Another approach, trying to incorporate time until the event, is to use ordinary regression and the dependent variable is a counter of time until churn. This is problematic because a decision has to be made about those that did NOT churn. What will be done with them? Delete them? Give them the shortest churn value? Give them the longest churn value? Depending on the percentage of those not churning, each of these three solutions is very poor.

The only appropriate technique in terms of time until an event, taking into account those that had as well as those that did not have the event, is survival modeling. It was specifically designed for time until event problems (originally time until death). It also, through partial likelihood techniques, accounts for those that have as well as those that did not have the event. That means it solves both of the above problems.

So, using survival modeling on churn problems is suggestion number one. Suggestion number two is to do segmentation by causes of churn and then do a specific (potentially different) model on each segment.

It is critical that the segmentation be about what CAUSES churn, not churn itself. That is, do not use churn as a segmenting variable. Churn is a result, not a cause.

Hypothesizing what causes churn is a good first step. Using telecom as an example what can cause churn? Dropped calls from a weak network can cause subscribes to change providers. What else? A high bill can cause churn. The high bill can be because of the number of lines and the number of features a subscriber has and the result is a higher than expected bill so they churn. Another cause of high bills might be high usage, from minutes or data, etc. and this higher than expected bill can cause churn. Say there are these three segments for simplicity. Note that each segment has a different cause of churn.

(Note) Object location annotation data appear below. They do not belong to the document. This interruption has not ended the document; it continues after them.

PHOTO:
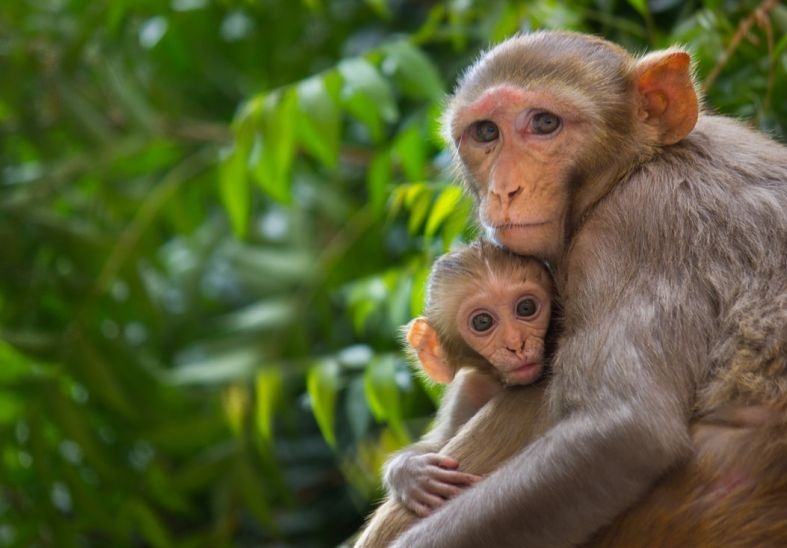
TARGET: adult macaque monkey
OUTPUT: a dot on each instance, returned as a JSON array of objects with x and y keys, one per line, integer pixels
[
  {"x": 668, "y": 231},
  {"x": 485, "y": 322}
]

The idea now is to do a survival model for each segment. There will be three survival models. One will show dropped calls decreases the time until churn drastically in segment 1, but does not do much to impact segment 2. This is because segment 2 is not sensitive to dropped calls, but sensitive to a higher bill. The way to slow down churn in segment 2 is to offer say a discount and an average billing plan, etc. Note that a discount to the dropped call segment will not likely be very effective. This is why a causal segmentation is recommended: there are different actions by segment. Note that if one survival model was applied to everyone, these individual actions would be weaker and diluted.

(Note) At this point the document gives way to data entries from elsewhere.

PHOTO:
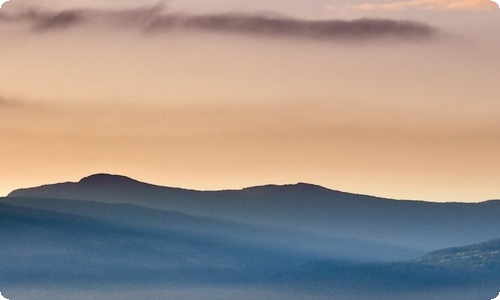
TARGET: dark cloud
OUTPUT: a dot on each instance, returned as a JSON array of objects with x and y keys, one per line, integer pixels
[{"x": 156, "y": 20}]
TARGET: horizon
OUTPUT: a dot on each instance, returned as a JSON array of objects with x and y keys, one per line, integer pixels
[
  {"x": 393, "y": 98},
  {"x": 126, "y": 177}
]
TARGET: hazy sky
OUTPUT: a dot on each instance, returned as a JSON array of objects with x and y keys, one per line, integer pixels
[{"x": 383, "y": 97}]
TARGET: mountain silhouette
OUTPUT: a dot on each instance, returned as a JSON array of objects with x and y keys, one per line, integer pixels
[{"x": 310, "y": 209}]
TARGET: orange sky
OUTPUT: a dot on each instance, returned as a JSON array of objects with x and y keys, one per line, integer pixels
[{"x": 404, "y": 117}]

Note also that not only does this approach provide a time until churn estimate (a list of those at risk ranked by time) by segment, it provides a way to CHANGE that time until churn. Looking again at segment 2, which is sensitive to high bills, one obvious action is to offer them a discount. Given that survival modeling is a regression like equation, the amount of discount can be an independent variable. This means there is a coefficient on how a discount effects the time until churn. Say a 5% discount tends to push out the time until churn by 6 months. Now there is an ROI. It costs 5% and the additional 6 months the subscriber stays on the system is the return. So an ROI can be calculated and a business case provided.

The above was meant as a simple note on a process that works. Churn modeling is critical for many industries and deserves appropriate and actionable insights.